Adán y Eva actúan como recién llegados señalando una novedad tras otra. Sus brazos en alto expresan asombro y alegría. Eva se adelanta en su exploración y toma en su mano izquierda una manzana amarilla. Mientras, Adán está plantado en un lugar posando un ave precisamente del paraíso también en su mano izquierda. El sexo de Eva es ambiguo.

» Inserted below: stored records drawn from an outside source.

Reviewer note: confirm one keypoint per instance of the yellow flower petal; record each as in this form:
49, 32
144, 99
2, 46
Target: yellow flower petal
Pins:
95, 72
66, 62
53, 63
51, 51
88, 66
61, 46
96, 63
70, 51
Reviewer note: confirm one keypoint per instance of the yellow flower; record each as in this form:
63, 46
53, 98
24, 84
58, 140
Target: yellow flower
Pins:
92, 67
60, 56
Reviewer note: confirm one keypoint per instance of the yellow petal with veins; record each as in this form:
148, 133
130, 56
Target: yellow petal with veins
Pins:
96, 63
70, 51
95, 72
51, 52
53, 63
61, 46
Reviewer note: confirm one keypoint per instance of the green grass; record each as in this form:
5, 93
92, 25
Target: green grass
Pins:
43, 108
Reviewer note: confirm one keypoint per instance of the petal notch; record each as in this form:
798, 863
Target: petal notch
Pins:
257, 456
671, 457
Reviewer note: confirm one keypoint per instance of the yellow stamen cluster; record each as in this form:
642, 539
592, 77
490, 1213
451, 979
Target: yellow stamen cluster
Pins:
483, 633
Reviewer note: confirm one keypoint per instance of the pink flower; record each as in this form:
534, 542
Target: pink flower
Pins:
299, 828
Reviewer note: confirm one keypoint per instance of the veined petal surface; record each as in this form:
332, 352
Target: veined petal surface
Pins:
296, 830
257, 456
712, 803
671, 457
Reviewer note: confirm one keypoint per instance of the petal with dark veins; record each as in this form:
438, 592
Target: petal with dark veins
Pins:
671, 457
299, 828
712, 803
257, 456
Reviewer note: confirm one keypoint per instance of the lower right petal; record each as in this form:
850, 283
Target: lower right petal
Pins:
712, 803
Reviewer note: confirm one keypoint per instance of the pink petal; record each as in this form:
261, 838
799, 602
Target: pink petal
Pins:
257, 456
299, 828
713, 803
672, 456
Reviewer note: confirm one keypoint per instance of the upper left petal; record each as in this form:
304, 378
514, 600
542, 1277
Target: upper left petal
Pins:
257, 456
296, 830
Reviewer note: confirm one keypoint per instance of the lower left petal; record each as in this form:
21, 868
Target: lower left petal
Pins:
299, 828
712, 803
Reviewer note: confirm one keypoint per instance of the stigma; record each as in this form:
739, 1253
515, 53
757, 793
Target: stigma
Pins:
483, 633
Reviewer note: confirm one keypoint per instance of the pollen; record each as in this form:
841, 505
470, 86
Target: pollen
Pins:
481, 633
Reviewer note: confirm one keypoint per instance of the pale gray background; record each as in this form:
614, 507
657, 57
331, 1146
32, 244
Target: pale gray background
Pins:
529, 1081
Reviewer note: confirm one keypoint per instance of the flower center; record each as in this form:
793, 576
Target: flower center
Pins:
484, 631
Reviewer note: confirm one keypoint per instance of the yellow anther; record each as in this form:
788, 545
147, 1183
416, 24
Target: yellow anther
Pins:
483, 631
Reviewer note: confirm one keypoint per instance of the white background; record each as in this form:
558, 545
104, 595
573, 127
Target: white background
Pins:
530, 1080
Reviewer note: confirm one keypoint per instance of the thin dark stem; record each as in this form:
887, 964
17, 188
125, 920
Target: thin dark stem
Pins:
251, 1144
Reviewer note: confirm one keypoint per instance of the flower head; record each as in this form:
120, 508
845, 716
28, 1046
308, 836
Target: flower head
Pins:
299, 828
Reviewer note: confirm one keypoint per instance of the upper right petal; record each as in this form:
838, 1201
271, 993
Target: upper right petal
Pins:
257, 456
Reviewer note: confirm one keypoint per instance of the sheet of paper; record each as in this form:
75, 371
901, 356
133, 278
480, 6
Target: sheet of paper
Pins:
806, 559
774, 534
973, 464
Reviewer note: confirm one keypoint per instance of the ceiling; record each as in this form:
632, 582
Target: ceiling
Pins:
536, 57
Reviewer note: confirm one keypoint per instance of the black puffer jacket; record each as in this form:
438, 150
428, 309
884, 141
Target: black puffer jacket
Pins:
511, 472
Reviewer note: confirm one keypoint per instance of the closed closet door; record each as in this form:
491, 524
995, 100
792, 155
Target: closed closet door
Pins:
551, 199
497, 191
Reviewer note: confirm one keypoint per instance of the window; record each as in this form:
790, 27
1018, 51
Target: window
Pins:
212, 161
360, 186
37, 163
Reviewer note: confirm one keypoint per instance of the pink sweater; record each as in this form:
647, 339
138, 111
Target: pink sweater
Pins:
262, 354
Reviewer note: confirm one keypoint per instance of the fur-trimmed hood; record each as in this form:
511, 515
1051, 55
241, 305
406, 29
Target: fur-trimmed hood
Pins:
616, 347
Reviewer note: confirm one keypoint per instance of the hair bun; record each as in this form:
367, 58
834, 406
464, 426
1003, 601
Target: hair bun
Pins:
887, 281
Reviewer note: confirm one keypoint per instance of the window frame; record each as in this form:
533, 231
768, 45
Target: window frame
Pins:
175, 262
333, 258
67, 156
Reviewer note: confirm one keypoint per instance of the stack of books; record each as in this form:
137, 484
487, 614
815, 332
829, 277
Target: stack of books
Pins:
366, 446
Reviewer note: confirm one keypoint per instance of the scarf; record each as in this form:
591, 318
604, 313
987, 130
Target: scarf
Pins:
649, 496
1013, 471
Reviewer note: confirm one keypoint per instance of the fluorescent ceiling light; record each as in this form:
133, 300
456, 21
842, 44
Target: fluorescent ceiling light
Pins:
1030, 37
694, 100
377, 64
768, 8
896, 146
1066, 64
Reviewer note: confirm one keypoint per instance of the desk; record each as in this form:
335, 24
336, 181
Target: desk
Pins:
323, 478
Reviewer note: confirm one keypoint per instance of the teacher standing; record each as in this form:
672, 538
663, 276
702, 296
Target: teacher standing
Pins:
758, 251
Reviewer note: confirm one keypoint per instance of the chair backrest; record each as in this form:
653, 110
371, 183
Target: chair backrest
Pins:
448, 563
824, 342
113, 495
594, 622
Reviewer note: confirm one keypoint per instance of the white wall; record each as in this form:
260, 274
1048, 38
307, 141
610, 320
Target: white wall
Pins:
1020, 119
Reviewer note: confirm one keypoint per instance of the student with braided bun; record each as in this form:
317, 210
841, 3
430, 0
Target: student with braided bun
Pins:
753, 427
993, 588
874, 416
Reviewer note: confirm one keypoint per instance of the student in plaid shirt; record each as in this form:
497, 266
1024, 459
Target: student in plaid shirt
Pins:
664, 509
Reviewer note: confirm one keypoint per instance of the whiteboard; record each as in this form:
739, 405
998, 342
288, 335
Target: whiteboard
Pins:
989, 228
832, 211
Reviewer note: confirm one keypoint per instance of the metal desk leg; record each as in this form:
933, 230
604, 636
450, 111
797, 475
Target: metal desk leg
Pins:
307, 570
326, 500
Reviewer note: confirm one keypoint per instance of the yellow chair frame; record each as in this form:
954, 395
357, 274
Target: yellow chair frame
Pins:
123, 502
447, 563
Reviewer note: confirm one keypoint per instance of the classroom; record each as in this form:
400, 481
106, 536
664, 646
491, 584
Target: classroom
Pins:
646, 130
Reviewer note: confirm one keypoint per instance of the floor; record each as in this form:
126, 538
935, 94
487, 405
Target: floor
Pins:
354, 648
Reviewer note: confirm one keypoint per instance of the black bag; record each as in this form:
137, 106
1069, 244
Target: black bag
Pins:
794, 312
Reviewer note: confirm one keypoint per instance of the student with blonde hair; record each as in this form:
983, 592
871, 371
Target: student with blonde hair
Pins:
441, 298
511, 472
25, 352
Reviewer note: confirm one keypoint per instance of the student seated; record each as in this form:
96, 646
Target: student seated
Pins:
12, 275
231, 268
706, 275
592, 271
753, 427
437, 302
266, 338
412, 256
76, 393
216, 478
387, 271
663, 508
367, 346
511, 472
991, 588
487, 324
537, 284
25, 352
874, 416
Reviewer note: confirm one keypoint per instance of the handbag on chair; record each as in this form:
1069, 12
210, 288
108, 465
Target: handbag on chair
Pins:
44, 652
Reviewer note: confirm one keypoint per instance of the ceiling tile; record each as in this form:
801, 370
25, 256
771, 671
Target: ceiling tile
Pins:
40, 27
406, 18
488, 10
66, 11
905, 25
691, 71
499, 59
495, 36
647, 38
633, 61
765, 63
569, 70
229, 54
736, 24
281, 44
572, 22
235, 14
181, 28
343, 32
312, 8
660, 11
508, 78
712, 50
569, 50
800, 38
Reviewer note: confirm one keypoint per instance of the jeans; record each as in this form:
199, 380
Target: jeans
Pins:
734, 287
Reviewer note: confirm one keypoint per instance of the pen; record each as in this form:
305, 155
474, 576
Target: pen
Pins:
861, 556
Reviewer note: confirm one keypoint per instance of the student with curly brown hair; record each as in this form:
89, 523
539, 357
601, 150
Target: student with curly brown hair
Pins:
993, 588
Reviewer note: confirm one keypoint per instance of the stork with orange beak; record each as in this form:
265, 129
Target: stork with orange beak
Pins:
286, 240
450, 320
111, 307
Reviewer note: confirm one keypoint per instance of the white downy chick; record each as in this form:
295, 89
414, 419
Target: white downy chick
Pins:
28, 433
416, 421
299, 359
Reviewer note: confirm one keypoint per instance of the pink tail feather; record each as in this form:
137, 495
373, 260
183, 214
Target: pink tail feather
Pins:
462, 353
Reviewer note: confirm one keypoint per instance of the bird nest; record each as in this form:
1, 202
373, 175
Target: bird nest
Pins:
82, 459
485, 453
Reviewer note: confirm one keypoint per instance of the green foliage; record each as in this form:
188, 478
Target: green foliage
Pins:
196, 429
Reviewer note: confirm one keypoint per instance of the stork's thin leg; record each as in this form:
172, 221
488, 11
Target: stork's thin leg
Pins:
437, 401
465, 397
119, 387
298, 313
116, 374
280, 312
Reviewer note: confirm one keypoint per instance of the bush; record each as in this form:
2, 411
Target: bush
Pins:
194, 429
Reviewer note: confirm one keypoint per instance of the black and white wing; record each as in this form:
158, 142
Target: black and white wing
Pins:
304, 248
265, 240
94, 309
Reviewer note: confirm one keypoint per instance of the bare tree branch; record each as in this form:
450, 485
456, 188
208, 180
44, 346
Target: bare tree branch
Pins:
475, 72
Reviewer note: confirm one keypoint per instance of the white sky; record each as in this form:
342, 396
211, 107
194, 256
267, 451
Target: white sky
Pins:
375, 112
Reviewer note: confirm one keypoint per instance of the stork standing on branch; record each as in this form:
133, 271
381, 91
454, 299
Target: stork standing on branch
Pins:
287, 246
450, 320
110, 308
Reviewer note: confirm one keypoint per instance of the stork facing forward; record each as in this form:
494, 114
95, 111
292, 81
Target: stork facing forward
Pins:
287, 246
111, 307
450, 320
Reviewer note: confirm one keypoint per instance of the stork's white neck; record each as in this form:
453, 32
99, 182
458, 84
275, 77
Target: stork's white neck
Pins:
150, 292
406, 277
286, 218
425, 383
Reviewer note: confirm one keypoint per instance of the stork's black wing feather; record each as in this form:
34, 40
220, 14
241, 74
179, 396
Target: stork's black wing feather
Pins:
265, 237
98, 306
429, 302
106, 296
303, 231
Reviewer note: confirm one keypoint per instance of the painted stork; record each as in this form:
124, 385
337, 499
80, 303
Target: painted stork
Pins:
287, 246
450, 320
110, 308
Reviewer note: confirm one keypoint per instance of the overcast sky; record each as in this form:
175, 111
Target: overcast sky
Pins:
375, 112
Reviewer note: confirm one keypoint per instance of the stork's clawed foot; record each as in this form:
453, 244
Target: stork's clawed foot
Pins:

Detrás de Adán y Eva se eleva un árbol que bien pudiera ser el Árbol de la Vida. La serpiente cuelga de una rama en la parte inferior izquierda del cuadro (desde la perspectiva de Adán y Eva, no desde la del espectador), ante la mirada asustada de un cervatillo que inocente está en la parte inferior derecha. Esa distribución izquierda/derecha puede no ser casual.
El cuadro tiene dos ejes. El primer eje es el del horizonte, paralelo al puente, que divide la composición exactamente por la mitad. El puente de la bahía de Sidney representa el encuentro y relación entre Dios y humanidad, que se convierte en el nuevo horizonte del universo. Esa línea horizontal está cruzada justo en su mitad por la línea vertical de la composición que une el Sol-Dios, con el árbol de la vida y con los humanos en el centro. Si seguimos ese eje vertical, abajo se divide en dos formando un triángulo: en la parte superior están Adán y Eva, el vértice izquierdo es la serpiente (el Mal) y el vértice derecho es el cervatillo. Es decir, que Dios (el Sol) ha creado el Jardín de la Vida (el Árbol de la Vida) y al hombre, quien se va a encontrar ante un dilema entre la inocencia (el cervatillo) y la traición (la serpiente).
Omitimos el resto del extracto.